The directors have no current intention to allot shares except in connection with employee share schemes. If given, these authorities will expire at the conclusion of the Company's next AGM or at the close of business on the date which is fifteen months after the date of this general meeting (whichever is the earlier).

In the circumstances of the Acquisition not becoming effective, it would be the Directors' intention to renew these powers each year.

Resolution 20: Purchase by the Company of its own shares

Resolution 20 will be proposed as a special resolution. If passed, it will allow the Company to purchase up to 3,395,467 ordinary shares in the market (which represents approximately 10 per cent of the issued ordinary share capital of the Company as at 25 October 2023, being the last practicable date before the publication of this document). The minimum and maximum prices for such a purchase are set out in the resolution. If given, this authority will expire at the conclusion of the Company's next AGM or at the close of business on the date which is fifteen months after the date of this general meeting (whichever is the earlier).

Whilst there is no current intention to make use of this authority, the Board believes that in the eventuality of the Acquisition not becoming effective it is in the best interests of shareholders for the Directors to have the flexibility to take advantage of this authority provide maximum flexibility in the management of the Company's capital base. In the circumstances of the Acquisition not becoming effective it would be the Directors' intention to renew this authority each year.

If passed, the Directors will only exercise this authority if they believe that to do so would result in an increase in earnings per share and would be in the best interests of the Company and of its shareholders generally.

The Act allows the Company to hold shares which have been repurchased as treasury shares and either re-sell them for cash, cancel them (either immediately or in the future) or use them for the purposes of its employee share schemes. The Directors will have regard to institutional shareholder guidelines which may be in force at the time of any such purchase, holding or re-sale of shares held in treasury. This provides the Company with additional flexibility in the management of its share capital. No dividends will be paid on, and no voting rights will be exercised in respect of, treasury shares.

As at 25 October 2023 (being the last practicable date before the publication of this document), there were options outstanding over 2,031,118 ordinary shares in the Company (which represent approximately 5.98 per cent of the issued ordinary share capital of the Company at that date).

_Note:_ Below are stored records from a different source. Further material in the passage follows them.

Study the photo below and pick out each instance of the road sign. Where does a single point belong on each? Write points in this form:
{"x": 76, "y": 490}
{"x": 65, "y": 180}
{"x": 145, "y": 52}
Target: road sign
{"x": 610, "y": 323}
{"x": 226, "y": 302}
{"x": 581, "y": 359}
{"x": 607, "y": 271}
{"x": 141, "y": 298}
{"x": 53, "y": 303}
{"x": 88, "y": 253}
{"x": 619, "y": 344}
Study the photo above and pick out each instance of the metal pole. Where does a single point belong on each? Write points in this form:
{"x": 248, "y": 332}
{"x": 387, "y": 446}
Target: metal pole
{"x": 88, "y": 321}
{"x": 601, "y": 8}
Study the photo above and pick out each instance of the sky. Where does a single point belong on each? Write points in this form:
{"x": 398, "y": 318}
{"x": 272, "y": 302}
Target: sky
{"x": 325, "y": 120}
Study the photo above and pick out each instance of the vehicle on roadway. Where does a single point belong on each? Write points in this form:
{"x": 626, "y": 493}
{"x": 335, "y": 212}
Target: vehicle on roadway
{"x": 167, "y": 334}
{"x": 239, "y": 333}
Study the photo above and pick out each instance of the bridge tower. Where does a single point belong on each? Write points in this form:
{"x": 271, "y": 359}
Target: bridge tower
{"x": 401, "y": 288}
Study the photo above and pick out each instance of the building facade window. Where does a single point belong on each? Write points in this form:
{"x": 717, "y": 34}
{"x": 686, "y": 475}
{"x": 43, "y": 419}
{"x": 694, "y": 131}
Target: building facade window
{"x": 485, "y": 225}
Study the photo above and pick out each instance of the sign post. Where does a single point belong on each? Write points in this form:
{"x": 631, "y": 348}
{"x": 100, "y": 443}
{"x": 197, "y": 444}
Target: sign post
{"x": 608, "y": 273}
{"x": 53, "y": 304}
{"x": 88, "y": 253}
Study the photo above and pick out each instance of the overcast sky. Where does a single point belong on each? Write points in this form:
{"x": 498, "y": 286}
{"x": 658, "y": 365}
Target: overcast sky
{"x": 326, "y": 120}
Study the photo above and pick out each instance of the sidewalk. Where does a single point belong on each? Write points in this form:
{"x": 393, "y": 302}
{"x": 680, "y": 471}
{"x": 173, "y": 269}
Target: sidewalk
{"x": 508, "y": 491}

If the authority to purchase the Company's ordinary shares was exercised in full and those shares were subsequently cancelled, these options would represent approximately 6.65 per cent of the issued ordinary share capital of the Company.

The Directors consider that all of the resolutions set out in the document would be most likely to promote the success of the Company for the benefit of its members as a whole. The Directors will be voting in favour of all of the resolutions in respect of their own beneficial holdings amounting to approximately 0.8 per cent of the issued share capital of the Company; and unanimously recommend that you do so as well.

LETTER FROM THE NON-EXECUTIVE CHAIR (continued)

Action to be taken

If you would like to vote on the resolutions set out in the Notice but cannot come to the AGM, please appoint a proxy or proxies:

  • by completing the Proxy Form enclosed with this document and returning it to our registrars, Equiniti Limited, together with the power of attorney or other authority (if any) under which it is signed, by hand (during normal business hours) to Equiniti Limited, Aspect House, Spencer Road, Lancing, West Sussex BN99 6DA, or in the pre-paid envelope provided;
  • electronically at www.sharevote.co.uk; or
  • (if you are a CREST member) through the CREST electronic proxy appointment service using the procedures described in the CREST Manual. CREST messages must be received by the issuer's agent (CREST ID RA19) by no later than 2:00 p.m. on 29 November 2023.

For proxy appointments to be valid, they must be received by 2:00 p.m. on 29 November 2023. Further details relating to voting by proxy are set out in the notes to the Notice.